# DataSet Attribute Extraction

This folder contains the **raw and lightly processed text corpora** used as input for
attribute extraction in the CESA dataset.

The contents of this folder represent the **source documents** from which structured
annotations and derived datasets are produced.  
This folder does **not** contain the final, normalized attribute tables used in experiments.

---

## Folder Contents

The corpus includes multiple text sources:

- `Incident Reports/`  
  Incident narratives, officer reports, and dispatch-style documents.

- `Press Release/`  
  Public press release documents.  
  All documents have been converted to plain text where necessary, and original copies
  are preserved.

- `Purdue_Exponent/`  
  Newspaper articles collected via keyword-based crawling.  
  Search keywords include: **suspect, arrest, person of interest, persons of interest**.

- `Synthetic/`  
  Synthetic narratives generated to augment the corpus.

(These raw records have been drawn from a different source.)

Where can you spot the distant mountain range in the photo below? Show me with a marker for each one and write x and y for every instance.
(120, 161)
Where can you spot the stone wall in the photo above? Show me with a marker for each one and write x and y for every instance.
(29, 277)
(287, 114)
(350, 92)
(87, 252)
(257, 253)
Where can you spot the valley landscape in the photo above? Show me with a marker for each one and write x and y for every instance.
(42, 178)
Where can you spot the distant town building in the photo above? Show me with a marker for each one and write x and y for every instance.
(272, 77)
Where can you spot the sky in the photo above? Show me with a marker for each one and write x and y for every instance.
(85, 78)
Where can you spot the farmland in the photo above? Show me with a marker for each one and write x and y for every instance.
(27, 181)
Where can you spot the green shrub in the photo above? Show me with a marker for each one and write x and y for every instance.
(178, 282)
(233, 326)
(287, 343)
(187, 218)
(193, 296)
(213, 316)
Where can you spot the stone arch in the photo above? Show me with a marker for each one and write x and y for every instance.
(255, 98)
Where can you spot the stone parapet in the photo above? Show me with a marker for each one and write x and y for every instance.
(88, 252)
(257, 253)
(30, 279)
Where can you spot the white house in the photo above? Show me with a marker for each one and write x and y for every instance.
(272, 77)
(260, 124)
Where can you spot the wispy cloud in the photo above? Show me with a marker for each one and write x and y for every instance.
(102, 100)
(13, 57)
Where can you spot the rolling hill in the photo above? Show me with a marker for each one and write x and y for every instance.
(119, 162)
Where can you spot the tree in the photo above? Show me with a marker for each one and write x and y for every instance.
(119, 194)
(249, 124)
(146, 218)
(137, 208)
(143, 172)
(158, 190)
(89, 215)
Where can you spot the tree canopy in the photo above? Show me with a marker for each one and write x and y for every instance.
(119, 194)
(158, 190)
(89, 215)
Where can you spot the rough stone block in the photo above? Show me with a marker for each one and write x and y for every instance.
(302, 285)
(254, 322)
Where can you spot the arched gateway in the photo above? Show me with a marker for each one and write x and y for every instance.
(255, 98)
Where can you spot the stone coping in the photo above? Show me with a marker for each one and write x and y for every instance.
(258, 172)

- `Generated/`, `Generated_flash/`, `Generated_flash_2/`  
  Automatically generated or transformed text subsets used for experimentation.

- `Data_Processing/`  
  Scripts and intermediate processing artifacts related to corpus preparation.

---

## Relationship to Annotations

- Structured annotations are stored separately in the `Annotation/` folder.
- Each data subset is associated with:
  - `annotations.json`
  - `report_metadata.json`
  where available.

Some generated subsets (e.g., `Generated_flash_2`) do **not** have complete standalone
annotation files in this folder.  
However, annotations for these documents were available during experimentation and are
fully reflected in the **derived PostgreSQL datasets** released elsewhere in the repository.

---

## Relationship to Derived Datasets

- This folder contains **source text only**.
- Normalized, person-level attributes (e.g., gender, upper-wear color, lower-wear color)
  are provided in the derived datasets exported from PostgreSQL.
- When reproducing results reported in the paper, the **derived datasets should be treated
  as authoritative**, not the raw text alone.

---

## Dataset Composition

The frequency of each data type in the FemmIR-text corpus is:

- Newspaper articles: 300  
- Officer narratives: 40  
- Press releases: 13  
- Dispatch reports: 5  
- Synthetic narratives: 1500  

---

## Notes

- Documents may differ in structure and completeness across sources.
- Attribute extraction and normalization are performed downstream and are not recomputed
  directly from this folder.
- This folder is provided for transparency, inspection, and traceability of the corpus.

---

## Reference

If you use this dataset, please cite:
```
@misc{solaiman2025modularunsupervisedframeworkattribute,
      title={A Modular Unsupervised Framework for Attribute Recognition from Unstructured Text}, 
      author={KMA Solaiman},
      year={2025},
      eprint={2507.03949},
      archivePrefix={arXiv},
      primaryClass={cs.CL},
      url={https://arxiv.org/abs/2507.03949}, 
}
```
---

## License & Use

Released for research and academic use.

Portions of the incident report data were provided in redacted or privacy-reviewed form by the data source, or originate from historical records.

<!-- This dataset may contain sensitive or incident-related text.  
Users are responsible for complying with applicable privacy, ethical, and institutional guidelines when using this data. -->
Users should follow applicable ethical and institutional guidelines.

The data is provided as-is and does not represent endorsement of any downstream use.